En Shoa  (apenas he visto un aparte) hay una escena en la que Lanzman entrevista al correo polaco, el enlace entre la resistencia y el gobierno polaco en el exilio, en la que comienza a relatar su encuentro con dos representantes del gueto judío de Varsovia, un barrio que sería totalmente aniquilado, pero nada más empezar a contarlo no puede seguir. La emoción le atenaza. Entonces se levanta de la butaca y se va. La cámara lo muestra a lo lejos, en un salón de su casa. Luego se le oye decir que ya está dispuesto y vuelve. Es un hombre mayor, elegante, con el pelo hacia atrás, con chaqueta y corbata. Él sabía que estaban matando judíos, dice, pero lo sabía por referencias, por datos, no lo había comprobado personalmente, no tenía idea de la crueldad sádica de lo que estaba ocurriendo a pocos metros de su casa y que ahora escucha a los representantes del gueto, ante los que no es capaz de preguntar ni de intervenir, y se queda mudo, escuchando. Los comisionados judíos están más allá de la desesperación y no piden nada, en realidad sí, una única cosa: quieren que la autoridad polaca se entere de que, a pesar de que Hitler va a perder la guerra, a pesar del optimismo reinante que escuchan, antes va a exterminar a toda la población judía de Polonia, va a acabar con los judíos. Esto, de pronto, aparece como lo que es, una monstruosidad (imposible de mirar de fente) pero como algo completamente real. Acabar con un pueblo, no dejar rastro. Aniquilar al hombre. El sueño de una razón desvariada. Evitar que esa aberración se olvide es el afán de Shoa.

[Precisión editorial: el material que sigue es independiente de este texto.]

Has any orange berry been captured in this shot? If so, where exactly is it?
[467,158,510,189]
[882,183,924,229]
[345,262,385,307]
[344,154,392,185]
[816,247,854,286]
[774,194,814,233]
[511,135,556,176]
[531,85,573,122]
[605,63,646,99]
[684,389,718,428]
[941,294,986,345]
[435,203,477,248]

Pero Lanzman fue también un intelectual lleno de prejuicios y engreimiento que no supo ver a su vez el horror del estalinismo, un acomodado escritor de la gauche divine, de los que quería ocultar la verdad a Billanacourt -aquello de no desanimar a los obreros con el relato de la verdad-.  J. F. Revel lo retrata bien en El conocimiento inútil, un libro para caerse del guindo, que refleja la ceguera de tantos intelectuales franceses seducidos por el comunismo que no querían ver lo que tenían delante de los ojos. Algo que refleja también Tony Judt en Pasado imperfecto, sobre la deriva de esa generación de intelectuales en Francia después de la liberación (alguno, por cierto, que quería esconder así su colaboracionismo). Lanzman sufrió también, en su día, acusaciones de abusos sexuales, lo que hoy le hubiera llevado a la picota. Escribir una denuncia conmovedora no significa que seamos justos en todo. Escribir bien, podemos decir a la postre (como ser brillante en cualquier cosa), no es suficiente. No existen ángeles. Vamos escribiendo esta historia con las manos manchadas, por traer de nuevo al viejo maestro, el de los ojos estrábicos y el pitillo en la mano.